Domenica 1 marzo 2015 l’arcivescovo Bressan in cattedrale a Trento ha concluso ufficialmente i lavori dell’assemblea sinodale diocesana, svoltasi presso il Centro Mariapoli di Cadine il 21 e 22 novembre 2014, consegnanto ai cento membri (laici e religiosi) il documento ufficiale contenente i principi generali che regolano le Unità pastorali e gli orientamenti operativi per il futuro. Il vescovo ha precisato che questo tipo di organizzazione «non sarà imposto dall’alto, ma lasceremo che maturi dalla base». Tutte le 452 parrocchie del Trentino, in ogni caso, saranno coinvolte entro i prossimi dieci anni.
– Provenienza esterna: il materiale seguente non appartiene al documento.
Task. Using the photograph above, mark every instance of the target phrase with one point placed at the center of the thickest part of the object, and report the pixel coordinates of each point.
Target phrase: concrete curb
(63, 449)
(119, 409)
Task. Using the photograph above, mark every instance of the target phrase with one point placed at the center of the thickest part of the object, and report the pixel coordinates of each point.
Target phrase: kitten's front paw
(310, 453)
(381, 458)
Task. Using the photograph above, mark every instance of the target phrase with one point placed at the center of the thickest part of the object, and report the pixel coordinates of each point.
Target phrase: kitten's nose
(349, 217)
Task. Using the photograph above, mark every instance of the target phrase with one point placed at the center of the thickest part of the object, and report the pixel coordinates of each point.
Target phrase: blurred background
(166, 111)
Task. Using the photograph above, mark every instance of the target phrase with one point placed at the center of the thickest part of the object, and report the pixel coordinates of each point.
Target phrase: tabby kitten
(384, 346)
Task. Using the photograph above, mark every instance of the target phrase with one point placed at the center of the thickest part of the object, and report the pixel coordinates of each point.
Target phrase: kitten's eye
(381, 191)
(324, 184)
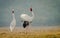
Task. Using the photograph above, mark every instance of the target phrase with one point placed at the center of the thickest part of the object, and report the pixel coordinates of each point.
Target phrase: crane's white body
(13, 23)
(26, 17)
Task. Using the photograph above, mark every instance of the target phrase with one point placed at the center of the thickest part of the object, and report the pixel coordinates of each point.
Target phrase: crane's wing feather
(25, 17)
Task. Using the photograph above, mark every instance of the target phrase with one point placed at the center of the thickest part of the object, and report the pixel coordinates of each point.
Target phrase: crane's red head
(30, 9)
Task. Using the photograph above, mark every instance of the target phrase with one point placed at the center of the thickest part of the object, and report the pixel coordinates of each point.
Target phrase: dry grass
(42, 33)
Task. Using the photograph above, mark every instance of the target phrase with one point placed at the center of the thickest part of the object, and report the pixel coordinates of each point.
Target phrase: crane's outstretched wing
(12, 25)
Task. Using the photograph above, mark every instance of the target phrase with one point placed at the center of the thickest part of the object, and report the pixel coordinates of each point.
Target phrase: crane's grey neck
(13, 15)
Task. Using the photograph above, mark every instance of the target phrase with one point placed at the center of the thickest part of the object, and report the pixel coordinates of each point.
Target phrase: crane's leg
(26, 26)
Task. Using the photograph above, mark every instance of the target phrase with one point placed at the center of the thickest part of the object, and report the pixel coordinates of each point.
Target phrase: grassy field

La scelta delle Unità pastorali, presa anche per rispondere alla sempre minor presenza di sacerdoti e per affrontare il tema della crescita del laicato, è stata – si legge nel documento – una «scelta felice»: «Ha avuto l’effetto di far crescere la consapevolezza che condividere non è una perdita, ma un dono», scrive ancora Bressan. Così come fino all’Ottocento le pievi erano rette dal prete pievano, che in collaborazione con qualche altro sacerdote governava dal centro le altre chiese, allo stesso modo per ogni Unità pastorale ci sarà un unico sacerdote a fare da coordinatore, coadiuvato da prelati più anziani e soprattutto laici. Tratto caratteristico delle nuove strutture, infatti, sarà la comunione missionaria tra più comunità, costituite normalmente da parrocchie, che condividono condizioni di vita simili e sono limitrofe, per un reciproco sostegno pastorale: annuncio, carità, celebrazione, partendo dalla Parola di Dio e dal dono dei Sacramenti».
«Questa esperienza è un cantiere in corso – conclude l’Arcivescovo Bressan – quelle stilate sono solo delle linee guida. Se finora l’istituzione di UP pastorali ha riguardato soprattutto le valli, per il futuro si dovrà ragionare sulle vie da sperimentare per le parrocchie delle città».